Irrespective of the above, an individual who has been a Cyprus tax resident for at least 17 out of the last 20 years prior to the relevant tax year will be considered to be domiciled in Cyprus, even though such person has no domicile of origin in Cyprus.
The aim of the amendment of the law is to attract high net worth individuals and investors to reside in Cyprus and benefit from the tax exemption on the holding of investments in dividend and/or interest earning assets both in Cyprus and worldwide.
First employment exemptions to foreigners
An individual who is tax resident in the Republic of Cyprus is taxed on income accruing or arising from sources both within and outside Cyprus. Tax rates range from 20%-35% depending on the level of taxable income with a tax-free amount of €19,500 and certain exemptions.

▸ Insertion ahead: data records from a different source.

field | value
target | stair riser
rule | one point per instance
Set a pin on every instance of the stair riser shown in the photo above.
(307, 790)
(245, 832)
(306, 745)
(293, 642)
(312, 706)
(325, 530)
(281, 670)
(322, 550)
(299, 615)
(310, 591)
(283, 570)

Exemptions for first-time employment of foreign nationals include a 50% deduction provided on remuneration from any employment of an individual who was not a resident of the Republic of Cyprus before the commencement of employment, provided the annual remuneration exceeds €100,000. This exemption applies for 10 years from the first-time employment in Cyprus and is not applicable to individuals who were Cyprus tax residents for a period of 3 out of 5 years prior to the year of employment.
Exemption from tax for Mergers and Reorganisations
Cyprus offers an attractive regime for both local and cross-border mergers and reorganisations with tax exemptions. These may include mergers, demergers, partial divisions, exchange of shares, transfer of assets, transfer of registered office of a European company (SE) or a European cooperative company (SCE).
Transfers of assets and liabilities between companies, on satisfying certain conditions, may be effected in a tax neutral manner within the framework of a qualified reorganisation, and tax losses may be carried forward by the receiving entity.
Access to EU Tax Directives
The Republic of Cyprus acceded to the European Union (EU) as a full member on 1 May 2004.
In addition, on 1 January 2008 the Republic of Cyprus joined the European Monetary Unit (EMU) with a robust economic performance.
During the country’s procedure of acceding to the EU, the Cypriot law (largely based on English Common Law) had to be amended to meet the EU’s requirements.
Cyprus’ legal and regulatory framework is fully compliant with the EU, the Financial Action Task Force on Money Laundering (FATF), the OECD and the Financial Stability Forum.
Competitive Tonnage Tax System and Approved EU Open Registry for shipping companies
The qualifying owners of Cypriot and foreign flag ships, charterers and ship managers can benefit from the competitive Tonnage Tax System (TTS) calculated on the net tonnage of the qualifying ships engaged in a qualifying shipping activity.
The TTS has been approved by the European Commission as compatible with the Guidelines on State Aid to Maritime Transport.
The TTS promotes the ship registration in Europe and contributes to the growth and competitiveness of the EU’s maritime industry.